If you ever receive a boil-water notice, bringing water to a rolling boil for one minute kills parasites like cryptosporidium that chlorine alone doesn’t fully eliminate.

Do You Need a Water Filter?

The Drinking Water Inspectorate’s position is clear: tap water in England and Wales is safe to drink and there is no need to install additional treatment in the home as a health protection measure. For most people, a filter is a matter of taste preference rather than safety.

If you do choose a filter, be aware of some trade-offs. Water softeners add sodium and can make water less suitable for drinking. Artificially softened water should not be used to prepare baby formula. Reverse osmosis systems strip out minerals along with contaminants, and the World Health Organisation recommends adding minerals back if you plan to drink RO-treated water regularly. Simple carbon filters, the jug-style ones, are the most straightforward option for improving taste by reducing chlorine.

How to Check Your Local Water Quality

If you have concerns, your water company is the first point of contact.
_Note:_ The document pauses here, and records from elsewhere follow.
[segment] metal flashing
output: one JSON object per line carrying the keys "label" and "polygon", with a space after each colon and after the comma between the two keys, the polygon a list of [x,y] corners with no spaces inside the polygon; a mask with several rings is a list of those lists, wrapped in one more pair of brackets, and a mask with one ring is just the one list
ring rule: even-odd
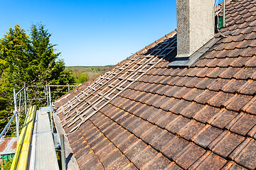
{"label": "metal flashing", "polygon": [[195,52],[190,57],[176,57],[171,62],[169,67],[190,67],[195,63],[201,56],[203,56],[211,47],[213,46],[221,38],[213,38],[210,40],[205,45]]}

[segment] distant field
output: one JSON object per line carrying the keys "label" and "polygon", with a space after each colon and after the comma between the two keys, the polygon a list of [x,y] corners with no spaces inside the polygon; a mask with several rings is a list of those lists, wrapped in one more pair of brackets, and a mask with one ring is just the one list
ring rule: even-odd
{"label": "distant field", "polygon": [[92,79],[99,74],[112,68],[112,65],[107,66],[70,66],[65,69],[71,69],[77,84],[82,84]]}

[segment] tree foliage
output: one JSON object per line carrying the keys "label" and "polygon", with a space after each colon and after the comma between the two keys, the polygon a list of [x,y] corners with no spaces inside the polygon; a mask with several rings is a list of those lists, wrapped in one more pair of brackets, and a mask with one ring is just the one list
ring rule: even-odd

Companies test water daily in your area and will share results free of charge on request. If you report a specific problem, they’ll usually send someone to take a sample from your tap.

For private water supplies (wells, boreholes, springs), your local authority can advise on testing and arrange it. Private supplies had a compliance rate of 99.12% in Northern Ireland in 2024, slightly lower than the public supply. If you want to test independently, the Drinking Water Inspectorate recommends using a UKAS-accredited laboratory rather than DIY kits, since proper sample collection and accredited analysis are essential for reliable results.